Том 6. Расмус-бродяга (Линдгрен) - страница 156

«Прощай, фрёкен, — думал он. — Если бы ты почаще похлопывала и поглаживала меня по вечерам, я бы, наверно, остался. А теперь прощай! Видишь, как оно вышло».

Может, Ястребиха и услышала его мысли, потому что она вдруг опустила штору. Словно хотела сказать ему: «Прощай!» Словно закрыла от него Вестерхагский приют и оставила его одного в ночи.

Он стоял в тени яблони и смотрел на старое здание, которое было ему домом. Старый белый дом с темными ставнями, окруженный ветвистыми деревьями, ночью казался таким красивым. По крайней мере Расмусу он казался красивым. Но тетя Ольга часто повторяла, что эту старую развалюху и убирать-то не стоит. Ясное дело, на свете есть дома и получше. Нечего печалиться, что приходится уходить.
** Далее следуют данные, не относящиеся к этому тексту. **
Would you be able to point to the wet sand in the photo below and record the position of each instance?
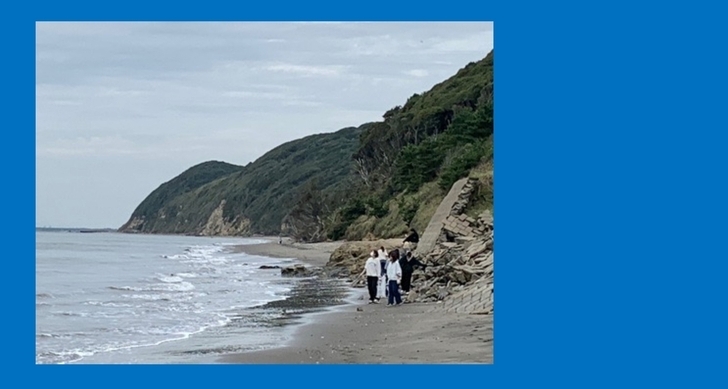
(314, 254)
(368, 333)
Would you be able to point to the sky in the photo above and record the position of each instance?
(123, 107)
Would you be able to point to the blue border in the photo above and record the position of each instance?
(610, 196)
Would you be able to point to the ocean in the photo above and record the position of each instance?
(131, 298)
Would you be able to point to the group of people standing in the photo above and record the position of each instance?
(388, 271)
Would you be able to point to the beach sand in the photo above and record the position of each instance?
(372, 333)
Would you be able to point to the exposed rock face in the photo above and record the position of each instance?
(460, 272)
(216, 224)
(459, 268)
(133, 225)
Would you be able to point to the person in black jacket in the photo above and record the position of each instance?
(408, 263)
(410, 242)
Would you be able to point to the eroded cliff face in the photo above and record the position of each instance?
(216, 224)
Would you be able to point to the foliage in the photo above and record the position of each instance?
(379, 177)
(264, 191)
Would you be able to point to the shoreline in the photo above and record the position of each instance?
(357, 332)
(313, 254)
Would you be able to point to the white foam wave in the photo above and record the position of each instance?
(170, 278)
(126, 288)
(107, 304)
(176, 256)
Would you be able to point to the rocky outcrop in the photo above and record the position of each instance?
(296, 271)
(217, 225)
(461, 265)
(133, 225)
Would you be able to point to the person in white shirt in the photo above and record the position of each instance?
(382, 286)
(394, 275)
(374, 271)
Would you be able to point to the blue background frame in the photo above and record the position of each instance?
(610, 196)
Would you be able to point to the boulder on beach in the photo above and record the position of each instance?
(296, 271)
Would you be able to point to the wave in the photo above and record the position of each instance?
(126, 288)
(170, 279)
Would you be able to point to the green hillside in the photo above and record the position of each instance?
(256, 197)
(377, 179)
(406, 163)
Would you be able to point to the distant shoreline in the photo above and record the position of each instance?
(363, 333)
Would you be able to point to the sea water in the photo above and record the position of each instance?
(134, 298)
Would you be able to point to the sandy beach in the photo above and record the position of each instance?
(372, 333)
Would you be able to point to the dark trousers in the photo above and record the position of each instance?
(394, 295)
(372, 286)
(406, 280)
Он найдет хорошее место, где таких жен торговцев полным-полно.

Он побежал по мокрой траве между яблонями, бросился к калитке. Отсюда шла, петляя, дорога. В летней ночи она казалась серой лентой. Он пустился бежать…

Глава четвертая

«Я не боюсь один гулять в лесу», — говорится в стихотворении, которое им читала в школе учительница. Мальчик в этом стихотворении тоже оказался вечером один далеко от дома.
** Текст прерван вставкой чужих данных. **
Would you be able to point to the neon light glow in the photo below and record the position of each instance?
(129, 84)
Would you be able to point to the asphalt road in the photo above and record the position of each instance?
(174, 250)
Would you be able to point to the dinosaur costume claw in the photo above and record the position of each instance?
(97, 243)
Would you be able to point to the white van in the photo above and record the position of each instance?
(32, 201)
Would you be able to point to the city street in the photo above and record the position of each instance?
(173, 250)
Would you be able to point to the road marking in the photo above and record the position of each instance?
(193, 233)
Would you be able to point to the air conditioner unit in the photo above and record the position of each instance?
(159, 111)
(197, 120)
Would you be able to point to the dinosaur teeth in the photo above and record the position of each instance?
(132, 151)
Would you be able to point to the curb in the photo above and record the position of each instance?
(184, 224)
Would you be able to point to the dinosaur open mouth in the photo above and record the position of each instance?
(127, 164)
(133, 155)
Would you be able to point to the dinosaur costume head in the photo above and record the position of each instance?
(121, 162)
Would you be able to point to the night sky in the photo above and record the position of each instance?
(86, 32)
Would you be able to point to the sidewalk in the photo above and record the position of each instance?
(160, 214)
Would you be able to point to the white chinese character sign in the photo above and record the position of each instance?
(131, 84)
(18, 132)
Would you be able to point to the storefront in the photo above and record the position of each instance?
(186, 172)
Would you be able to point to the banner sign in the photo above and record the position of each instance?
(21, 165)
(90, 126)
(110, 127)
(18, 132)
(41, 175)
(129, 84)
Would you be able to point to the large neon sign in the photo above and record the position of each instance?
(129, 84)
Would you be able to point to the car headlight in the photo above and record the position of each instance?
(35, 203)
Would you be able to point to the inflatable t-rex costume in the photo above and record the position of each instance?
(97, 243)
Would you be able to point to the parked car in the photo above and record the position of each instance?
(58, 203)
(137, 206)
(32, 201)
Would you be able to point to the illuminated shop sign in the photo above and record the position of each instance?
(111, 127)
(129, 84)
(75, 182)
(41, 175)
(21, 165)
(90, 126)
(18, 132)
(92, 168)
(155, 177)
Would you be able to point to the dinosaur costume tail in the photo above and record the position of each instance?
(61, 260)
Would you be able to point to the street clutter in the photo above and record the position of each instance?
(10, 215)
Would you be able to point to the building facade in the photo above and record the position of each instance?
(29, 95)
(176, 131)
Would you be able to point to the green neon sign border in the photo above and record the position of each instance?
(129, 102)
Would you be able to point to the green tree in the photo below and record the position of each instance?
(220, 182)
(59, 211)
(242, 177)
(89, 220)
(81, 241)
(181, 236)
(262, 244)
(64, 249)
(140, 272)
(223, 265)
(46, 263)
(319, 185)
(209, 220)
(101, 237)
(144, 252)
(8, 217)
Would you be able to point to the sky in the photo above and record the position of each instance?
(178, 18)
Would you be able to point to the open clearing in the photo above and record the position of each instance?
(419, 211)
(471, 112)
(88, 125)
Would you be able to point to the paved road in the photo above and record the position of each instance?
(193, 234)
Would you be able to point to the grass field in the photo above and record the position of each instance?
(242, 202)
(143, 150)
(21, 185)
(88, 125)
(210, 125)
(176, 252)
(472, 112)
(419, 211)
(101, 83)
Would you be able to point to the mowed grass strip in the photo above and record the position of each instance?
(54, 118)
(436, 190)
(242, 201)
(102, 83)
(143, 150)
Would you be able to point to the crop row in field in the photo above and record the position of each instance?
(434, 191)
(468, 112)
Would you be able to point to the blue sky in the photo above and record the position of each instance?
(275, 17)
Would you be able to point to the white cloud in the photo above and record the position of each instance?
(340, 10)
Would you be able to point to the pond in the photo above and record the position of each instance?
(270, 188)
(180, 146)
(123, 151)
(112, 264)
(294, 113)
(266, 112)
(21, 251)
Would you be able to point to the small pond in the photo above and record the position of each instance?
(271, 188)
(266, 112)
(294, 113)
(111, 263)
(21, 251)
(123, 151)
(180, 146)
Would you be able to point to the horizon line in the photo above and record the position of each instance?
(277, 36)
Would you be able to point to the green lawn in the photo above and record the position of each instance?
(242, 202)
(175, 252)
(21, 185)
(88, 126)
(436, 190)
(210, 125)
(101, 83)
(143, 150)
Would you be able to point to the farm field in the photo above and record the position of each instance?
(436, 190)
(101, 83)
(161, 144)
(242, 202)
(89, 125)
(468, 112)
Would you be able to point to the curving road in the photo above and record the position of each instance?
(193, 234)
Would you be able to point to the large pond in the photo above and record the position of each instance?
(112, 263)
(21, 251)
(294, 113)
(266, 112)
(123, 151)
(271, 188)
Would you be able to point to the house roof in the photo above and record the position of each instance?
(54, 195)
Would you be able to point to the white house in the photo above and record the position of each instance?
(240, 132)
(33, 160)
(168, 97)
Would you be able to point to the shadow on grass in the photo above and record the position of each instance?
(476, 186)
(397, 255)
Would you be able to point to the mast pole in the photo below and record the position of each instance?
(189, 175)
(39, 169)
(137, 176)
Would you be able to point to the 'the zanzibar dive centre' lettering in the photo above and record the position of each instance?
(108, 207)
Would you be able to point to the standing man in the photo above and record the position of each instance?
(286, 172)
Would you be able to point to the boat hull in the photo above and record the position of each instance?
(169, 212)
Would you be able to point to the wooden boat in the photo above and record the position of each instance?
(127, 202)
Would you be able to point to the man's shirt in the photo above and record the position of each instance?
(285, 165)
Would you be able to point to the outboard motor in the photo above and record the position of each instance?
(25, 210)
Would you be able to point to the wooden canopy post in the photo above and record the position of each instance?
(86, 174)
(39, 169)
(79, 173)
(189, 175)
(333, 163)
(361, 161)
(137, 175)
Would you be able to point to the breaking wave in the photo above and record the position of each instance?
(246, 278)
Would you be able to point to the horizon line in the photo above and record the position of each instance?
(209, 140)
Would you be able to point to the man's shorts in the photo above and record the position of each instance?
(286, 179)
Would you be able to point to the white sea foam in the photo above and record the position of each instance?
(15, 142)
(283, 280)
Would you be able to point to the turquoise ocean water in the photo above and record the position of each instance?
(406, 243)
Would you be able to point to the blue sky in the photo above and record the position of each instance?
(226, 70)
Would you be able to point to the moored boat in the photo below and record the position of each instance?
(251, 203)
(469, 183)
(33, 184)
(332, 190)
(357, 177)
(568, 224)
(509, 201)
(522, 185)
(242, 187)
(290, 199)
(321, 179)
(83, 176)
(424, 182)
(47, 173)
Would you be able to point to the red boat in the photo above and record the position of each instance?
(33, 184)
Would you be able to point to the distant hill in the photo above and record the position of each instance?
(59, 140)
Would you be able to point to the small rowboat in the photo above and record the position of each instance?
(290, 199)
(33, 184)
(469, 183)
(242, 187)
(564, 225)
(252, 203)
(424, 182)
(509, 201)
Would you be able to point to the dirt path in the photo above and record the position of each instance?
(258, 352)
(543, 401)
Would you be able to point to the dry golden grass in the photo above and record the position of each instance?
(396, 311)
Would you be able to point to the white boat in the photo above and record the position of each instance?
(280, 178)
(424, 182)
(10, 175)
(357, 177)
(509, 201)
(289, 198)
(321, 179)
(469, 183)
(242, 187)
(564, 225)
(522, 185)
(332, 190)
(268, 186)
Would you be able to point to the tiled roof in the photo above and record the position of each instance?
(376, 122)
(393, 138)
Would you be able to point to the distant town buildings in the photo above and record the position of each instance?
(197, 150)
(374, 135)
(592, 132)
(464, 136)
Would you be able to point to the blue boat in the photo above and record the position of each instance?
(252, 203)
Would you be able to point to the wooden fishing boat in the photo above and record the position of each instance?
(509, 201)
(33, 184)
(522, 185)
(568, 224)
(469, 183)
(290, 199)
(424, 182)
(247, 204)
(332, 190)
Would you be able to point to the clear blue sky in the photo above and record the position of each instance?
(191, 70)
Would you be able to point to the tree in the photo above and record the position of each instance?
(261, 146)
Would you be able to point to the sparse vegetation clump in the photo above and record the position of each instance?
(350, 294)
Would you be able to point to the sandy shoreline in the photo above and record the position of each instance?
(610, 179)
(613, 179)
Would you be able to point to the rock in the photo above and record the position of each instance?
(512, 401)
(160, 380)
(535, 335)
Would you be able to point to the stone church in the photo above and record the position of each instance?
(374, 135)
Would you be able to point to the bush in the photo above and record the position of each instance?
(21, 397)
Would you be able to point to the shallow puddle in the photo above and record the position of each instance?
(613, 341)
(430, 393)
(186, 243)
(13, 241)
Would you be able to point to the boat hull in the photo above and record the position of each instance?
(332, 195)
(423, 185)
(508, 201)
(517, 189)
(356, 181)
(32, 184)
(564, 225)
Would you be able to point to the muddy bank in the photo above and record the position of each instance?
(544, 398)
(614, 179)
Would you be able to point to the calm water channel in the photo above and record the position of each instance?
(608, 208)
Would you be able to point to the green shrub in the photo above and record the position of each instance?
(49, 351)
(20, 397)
Чем же он хуже этого мальчишки-углежога? Но все-таки одному ночью было страшно, и Расмус к этому не привык. В приюте вокруг было всегда полно людей, захочешь побыть один — приходится запереться в туалете или лезть на липу.

В Вестерхаге об одиночестве можно было только мечтать. А сейчас он оказался наедине с летней ночью, такого у него еще в жизни не было. Такой тихой, прохладной, безветренной ночи с бледными звездами он никогда не видел, и эта тишина испугала его. В этих молчаливых сумерках все вокруг стало каким-то странным, ненастоящим. Только во сне он видел траву и деревья залитыми тихим светом, раньше он не знал, какие они, летние ночи.
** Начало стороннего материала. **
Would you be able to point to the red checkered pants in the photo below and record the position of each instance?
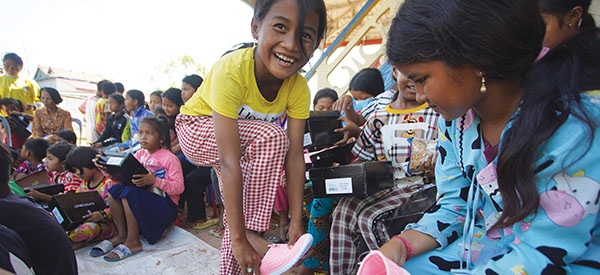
(263, 146)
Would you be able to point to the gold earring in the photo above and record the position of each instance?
(483, 89)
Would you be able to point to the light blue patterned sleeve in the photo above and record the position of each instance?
(444, 222)
(563, 237)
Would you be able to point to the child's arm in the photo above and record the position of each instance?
(228, 144)
(294, 169)
(172, 184)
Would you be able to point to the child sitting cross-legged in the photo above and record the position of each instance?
(150, 206)
(55, 161)
(98, 225)
(33, 154)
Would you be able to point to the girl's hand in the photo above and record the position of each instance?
(394, 250)
(246, 256)
(141, 180)
(95, 216)
(351, 132)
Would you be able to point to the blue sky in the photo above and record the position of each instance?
(124, 40)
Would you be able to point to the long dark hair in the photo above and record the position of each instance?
(562, 7)
(502, 39)
(262, 7)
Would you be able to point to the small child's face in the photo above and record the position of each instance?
(154, 101)
(53, 163)
(130, 104)
(114, 105)
(187, 91)
(324, 104)
(149, 137)
(169, 107)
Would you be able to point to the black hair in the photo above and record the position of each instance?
(137, 95)
(325, 92)
(54, 94)
(174, 95)
(100, 83)
(502, 44)
(161, 125)
(108, 88)
(79, 158)
(68, 135)
(61, 150)
(117, 97)
(156, 93)
(262, 7)
(120, 87)
(6, 160)
(193, 80)
(12, 101)
(38, 147)
(501, 39)
(14, 57)
(368, 80)
(562, 7)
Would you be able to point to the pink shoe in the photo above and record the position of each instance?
(280, 258)
(377, 264)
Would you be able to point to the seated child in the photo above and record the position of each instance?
(44, 238)
(17, 117)
(354, 216)
(324, 99)
(134, 103)
(115, 124)
(55, 162)
(33, 154)
(66, 135)
(150, 206)
(99, 225)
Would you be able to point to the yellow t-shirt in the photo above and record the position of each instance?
(231, 90)
(19, 88)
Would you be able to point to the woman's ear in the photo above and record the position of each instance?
(254, 28)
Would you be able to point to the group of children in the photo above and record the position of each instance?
(515, 129)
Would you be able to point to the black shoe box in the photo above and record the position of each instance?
(360, 179)
(68, 209)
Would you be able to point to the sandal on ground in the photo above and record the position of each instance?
(122, 252)
(216, 232)
(102, 248)
(274, 239)
(206, 224)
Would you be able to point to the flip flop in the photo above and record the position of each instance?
(102, 248)
(122, 252)
(207, 223)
Испуганный и замерзший, он бежал по дороге, бежал изо всех сил. Его босые ноги стучали по холодной земле. Он торопился. Бежать по проселку было опасно, можно повстречать людей, которые поймут, что он удрал. Дорога была и за огородами, она тоже вела в широкий мир. Узенькая, извилистая дорога, по которой зимой возили лес, а летом бидоны с молоком, когда коров выгоняли на пастбища. Там можно было не бояться встретить кого-нибудь, кто станет тебя расспрашивать, что ты делаешь здесь один ночью. И все же он не решился бежать окольным путем. Заросли орешника казались какими-то заколдованными, а осины шелестели так печально, хотя не было ни малейшего ветерка. Отчего же тогда шелестели осины, да еще так печально?

«Я не боюсь один гулять в лесу» — нет, но был бы здесь хотя бы Гуннар! Если бы можно было держать кого-нибудь за руку! Тени были такие темные и густые! Весь мир затих, будто умер. Все звери и птицы спали, и люди тоже. Один он шел, одинокий и испуганный. «Нет, я боюсь один гулять в лесу» — вот что он мог сказать про себя. Он вовсе не такой храбрый, как тот отважный маленький углежог. «Хотя мой дом отсюда далеко», — говорится дальше в этом стихотворении. И это была чистая правда.